Para contar algo nuevo de Tiburón, voy a enumerar lo que me viene a la mente cuando pienso en ella: es la música de John Williams que todavía escucho (me gusta más el score de la segunda entrega, la dirigida por Jeannot Szwarc); es la terrible cabeza triangular apareciendo por primera vez pasada la mitad de la película; es la sensación de pavor que me invade, como hombre adulto, cada vez que meto sólo un dedo del pie en la piscina.
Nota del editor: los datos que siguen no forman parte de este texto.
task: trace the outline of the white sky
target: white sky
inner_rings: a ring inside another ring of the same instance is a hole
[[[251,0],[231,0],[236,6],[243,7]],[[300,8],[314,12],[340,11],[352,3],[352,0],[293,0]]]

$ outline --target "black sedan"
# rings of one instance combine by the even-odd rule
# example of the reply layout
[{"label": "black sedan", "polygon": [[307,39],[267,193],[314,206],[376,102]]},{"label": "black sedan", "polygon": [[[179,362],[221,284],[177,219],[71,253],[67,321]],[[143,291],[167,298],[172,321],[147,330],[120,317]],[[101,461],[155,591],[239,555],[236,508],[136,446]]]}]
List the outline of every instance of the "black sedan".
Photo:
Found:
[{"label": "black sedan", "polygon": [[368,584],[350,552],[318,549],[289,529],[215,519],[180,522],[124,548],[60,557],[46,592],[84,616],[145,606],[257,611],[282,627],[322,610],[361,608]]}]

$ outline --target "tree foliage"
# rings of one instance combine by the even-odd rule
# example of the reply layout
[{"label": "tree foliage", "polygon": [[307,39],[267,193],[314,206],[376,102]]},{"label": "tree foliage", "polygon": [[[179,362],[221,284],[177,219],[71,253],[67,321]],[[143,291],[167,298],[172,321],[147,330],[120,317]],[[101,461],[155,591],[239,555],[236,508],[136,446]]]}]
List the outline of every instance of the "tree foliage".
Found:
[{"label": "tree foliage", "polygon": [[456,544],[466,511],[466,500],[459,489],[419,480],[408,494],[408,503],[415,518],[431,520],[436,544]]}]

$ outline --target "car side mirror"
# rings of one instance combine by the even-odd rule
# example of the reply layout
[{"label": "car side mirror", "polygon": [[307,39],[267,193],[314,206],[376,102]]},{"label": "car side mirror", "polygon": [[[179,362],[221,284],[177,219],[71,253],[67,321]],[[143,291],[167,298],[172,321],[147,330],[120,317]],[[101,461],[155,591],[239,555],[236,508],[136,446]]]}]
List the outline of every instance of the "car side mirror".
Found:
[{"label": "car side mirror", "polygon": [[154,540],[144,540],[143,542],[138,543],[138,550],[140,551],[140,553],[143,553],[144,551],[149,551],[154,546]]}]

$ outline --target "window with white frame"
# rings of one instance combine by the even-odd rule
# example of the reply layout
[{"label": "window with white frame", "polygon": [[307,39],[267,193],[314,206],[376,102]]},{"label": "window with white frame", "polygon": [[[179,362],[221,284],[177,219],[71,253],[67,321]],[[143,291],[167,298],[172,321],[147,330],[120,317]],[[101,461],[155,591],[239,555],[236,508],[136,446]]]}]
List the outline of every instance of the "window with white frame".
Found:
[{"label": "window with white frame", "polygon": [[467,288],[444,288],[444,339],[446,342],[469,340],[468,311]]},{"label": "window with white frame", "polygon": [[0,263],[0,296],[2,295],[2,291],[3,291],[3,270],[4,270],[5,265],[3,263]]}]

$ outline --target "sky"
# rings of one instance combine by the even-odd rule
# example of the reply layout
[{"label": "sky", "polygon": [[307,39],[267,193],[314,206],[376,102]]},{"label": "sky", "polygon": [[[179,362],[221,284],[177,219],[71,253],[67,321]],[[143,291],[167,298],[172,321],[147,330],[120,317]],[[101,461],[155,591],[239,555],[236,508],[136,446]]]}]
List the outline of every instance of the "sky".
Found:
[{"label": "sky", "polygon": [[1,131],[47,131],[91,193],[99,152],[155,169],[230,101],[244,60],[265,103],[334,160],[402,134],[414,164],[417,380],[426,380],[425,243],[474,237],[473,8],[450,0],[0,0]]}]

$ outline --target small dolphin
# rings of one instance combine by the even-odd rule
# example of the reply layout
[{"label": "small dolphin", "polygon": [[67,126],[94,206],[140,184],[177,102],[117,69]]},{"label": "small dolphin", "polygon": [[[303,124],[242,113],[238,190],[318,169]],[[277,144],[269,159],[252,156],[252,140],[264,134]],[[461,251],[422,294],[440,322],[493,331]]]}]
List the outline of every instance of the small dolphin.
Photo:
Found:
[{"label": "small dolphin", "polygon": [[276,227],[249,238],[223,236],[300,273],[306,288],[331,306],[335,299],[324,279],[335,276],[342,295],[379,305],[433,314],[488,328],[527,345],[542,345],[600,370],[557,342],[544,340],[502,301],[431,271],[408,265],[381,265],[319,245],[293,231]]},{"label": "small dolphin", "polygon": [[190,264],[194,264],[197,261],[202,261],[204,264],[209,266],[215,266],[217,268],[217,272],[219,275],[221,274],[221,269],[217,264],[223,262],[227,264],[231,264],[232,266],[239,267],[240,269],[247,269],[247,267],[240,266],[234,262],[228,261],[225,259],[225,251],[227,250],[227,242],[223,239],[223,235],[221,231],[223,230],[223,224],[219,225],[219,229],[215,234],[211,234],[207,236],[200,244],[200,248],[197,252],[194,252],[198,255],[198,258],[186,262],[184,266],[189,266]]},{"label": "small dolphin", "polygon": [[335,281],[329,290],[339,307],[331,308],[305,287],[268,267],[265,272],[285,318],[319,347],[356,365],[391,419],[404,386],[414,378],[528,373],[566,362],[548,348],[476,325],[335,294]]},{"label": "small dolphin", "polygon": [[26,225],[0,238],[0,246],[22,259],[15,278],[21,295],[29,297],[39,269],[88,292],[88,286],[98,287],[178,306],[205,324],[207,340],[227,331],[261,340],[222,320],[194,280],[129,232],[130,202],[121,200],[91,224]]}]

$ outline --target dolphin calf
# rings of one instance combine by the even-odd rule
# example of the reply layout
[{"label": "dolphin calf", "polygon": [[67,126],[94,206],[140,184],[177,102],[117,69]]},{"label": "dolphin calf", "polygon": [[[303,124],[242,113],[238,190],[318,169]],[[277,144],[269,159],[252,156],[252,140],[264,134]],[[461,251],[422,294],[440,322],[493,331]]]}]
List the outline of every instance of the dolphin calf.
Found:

Es su valioso compendio de lo que quieres ver en un cine: la convivencia y humanidad de tres tipos humanos muy distintos, la tragedia (la cruel muerte de Alex Kintner), el susto (la cabeza de Ben Gardner), la épica ("Sonríe, hijo de pu...") y el terror más abstracto (el relato de la masacre del Indianapolis, contado por Robert Shaw y de autoría tan debatida). Ese extraño sonido de ballena que acompañaba la muerte del escualo. Es el inicio de la temporada de verano. Es pensar en una época en la que internet no era la solución y causa de todos los males, y encontrar tu película todavía requería de un poco de valor, paciencia y búsqueda...

Y la infinita admiración que me produce su director, Steven Spielberg, que logró hacer de la necesidad, virtud, y transformar un fracaso anunciado en la mayor cambio al que se ha enfrentado el cine de estudio en décadas, haciendo partícipe al espectador. Pocas veces la frase más famosa de una película ha significado tanto: desde entonces, tanto Hollywood como nosotros hemos necesitado un barco más grande todos los años. ¿Y saben qué? Me parece que como el maltrecho Orca no hay ninguno.